Hold up your right hand and form a question mark with your index finger and thumb. Where are your fingers pointed? Excellent, start the discussion there.
With increasingly urgent matters of inequality and uncertainty-at-large, it is tough to know where to even start. Leaders throughout the corporate sector are responding to recent events, and their responses are as colorful, varied and complex as the issues they seek to address. In a time where everyone has something to say and a worldwide platform to do so, it is less important as to who is speaking or what is being said. What truly defines an effective communicator (and in turn, a good leader) is how they articulate the heart behind their words.
Again, as we take a closer look, observe not only what is being said, but how:
Sasan Goodarzi (Intuit CEO)
“This week’s events, and the unfathomable pattern they are a part of, have made me realize that we are often silent, starting with me, on the racial injustice and discrimination that our colleagues and friends face every day. Not talking openly about racism allows it to grow in the shadows and helps seed the horrific events we have witnessed.”
Goodarzi says in short: “[I have been silent. The problem starts with me.]”
Satya Nadella (Microsoft CEO)
“Our (Microsoft’s) very existence is rooted in empowering everyone on the planet. So, therefore, it’s incumbent upon us to use our platforms, our resources, to drive that systemic change, right? That’s the real challenge here. It’s not just any one incident, but it’s all the things that have led to the incident that absolutely need to change.

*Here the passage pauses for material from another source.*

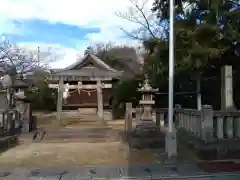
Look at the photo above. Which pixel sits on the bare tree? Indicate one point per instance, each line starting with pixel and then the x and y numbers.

To paraphrase: “[This company is among those looked upon to drive the change we all wish to see. I am the leader of this organization and I have missed countless opportunities to enact that change.]”
Ken Frazier (Merck CEO)
“The fundamental question is do we do more than we are required to do to actually give people full access to participating in our society. Business has the means to eliminate some of the barriers to full participation. We have the ability to eliminate some of the inequities in our society.”
“[As leaders, where can WE do more?]” One might inquire as to how Frazier, an African-American CEO, developed this acute awareness for opportunities. He continues:
“I know for sure that what put my life on a different trajectory was that someone intervened to give me an opportunity to close that opportunity gap, and that opportunity gap is still there.”
Notice how each high-profile leaders owns up to their responsibility to create and enact opportunities for equality.
Here we can see that good leaders do not demand change. Good leaders enact change, and that starts by observing where one has failed to act and simply stepping into the gaps remaining open. There are huge opportunity gaps that are still existing in the country, and we need to do the hard work of exploring where they are in our immediate and personal lives. This is where empathy is created.
We all have various opportunities presented to us, opportunities that impact our own lives but also have the power to affect those around us, as we learn from Frazier. It is our responsibility to keep an eye out for these opportunities and boldly step into them. That’s how we create a world in which we all want to live.
A FINAL WORD
By first directing the tough questions inwardly, we prepare ourselves to communicate more effectively to the people around us. In doing so, we each become leaders in our own circles. Leaders who lead with self-awareness and transparency will most certainly be among those who affect the most change and create a new culture for people of all races and upbringing to participate in and benefit from.